Caso Raciti, la giustizia dice no alla revisione: “Le nuove prove non scardinano il giudizio”

A diciotto anni dalla morte dell’ispettore Filippo Raciti, il caso che segnò uno dei momenti più drammatici del calcio italiano non sarà oggetto di un nuovo processo. La Corte d’Appello di Messina, sezione penale minorenni, ha ritenuto “manifestamente infondata” la richiesta di revisione del procedimento penale a carico di Antonino Speziale, presentata dal suo storico difensore, l’avvocato Giuseppe Lipera.

Speziale, condannato a otto anni e otto mesi per omicidio preterintenzionale (pena già scontata), era stato ritenuto responsabile, insieme a Daniele Natale Micale, della morte di Raciti, avvenuta dopo essere stato colpito da un oggetto contundente – un sottolavello in lamierino – lanciato durante gli scontri fuori dallo stadio catanese prima del derby col Palermo.

La difesa ha fatto leva su due testimonianze rilanciate nel 2020 da “Le Iene”: un uomo e una donna che ipotizzano una causa diversa del decesso, il cosiddetto “fuoco amico”. Raciti, secondo questa ricostruzione alternativa, sarebbe stato travolto da un veicolo della polizia. Ma secondo la Corte, tali testimonianze non superano i criteri di affidabilità richiesti per avviare una revisione: “Le prove devono essere tali da sovvertire l’impianto logico e giuridico della condanna – si legge nel provvedimento – ma queste risultano lacunose e fragili”.

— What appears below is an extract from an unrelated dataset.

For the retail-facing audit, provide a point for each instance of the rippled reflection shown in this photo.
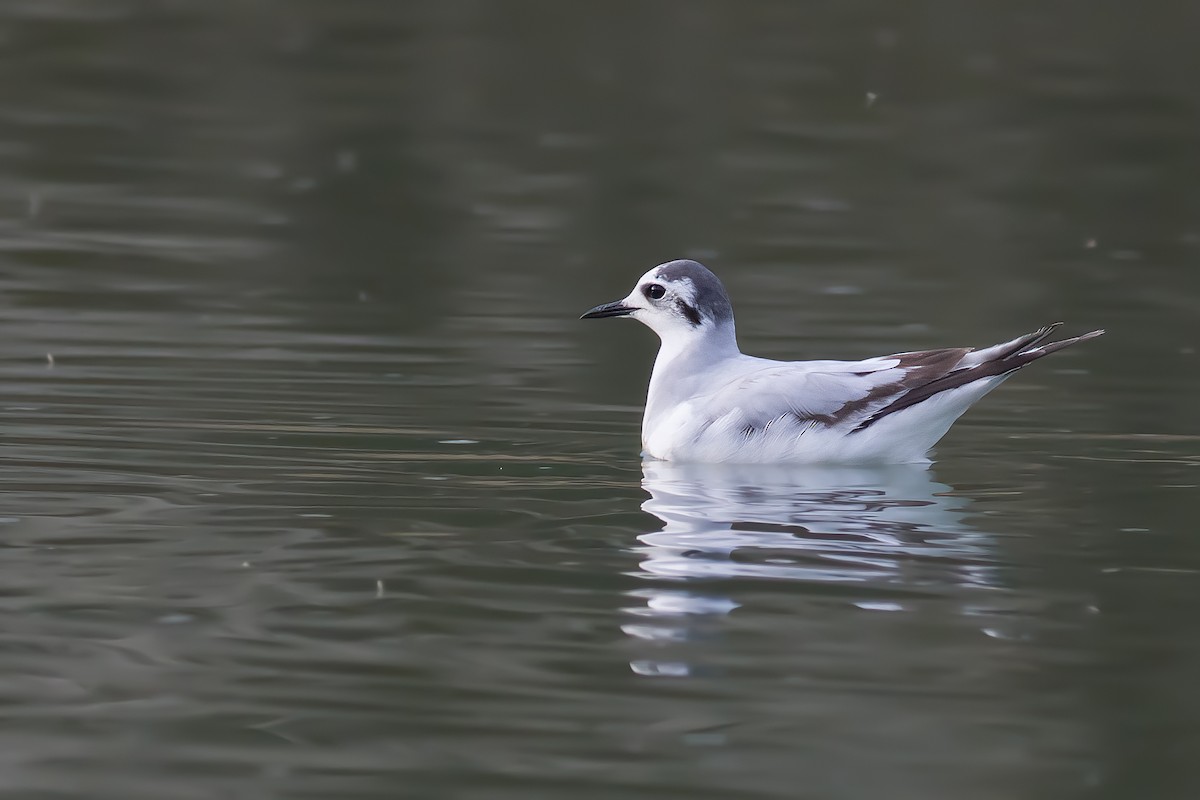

Lipera ha anche sollevato il tema della mancata disponibilità degli atti relativi all’assoluzione, nel 2022, dei due testimoni per il reato di diffamazione. Il gup li ha prosciolti “perché il fatto non sussiste”, ma la difesa sostiene che quegli atti non siano mai stati valutati nel merito.

Un nuovo ricorso è ora all’attenzione della Corte di Cassazione. Ma la strada per una revisione del verdetto, a quasi vent’anni dai fatti, appare ancora tutta in salita.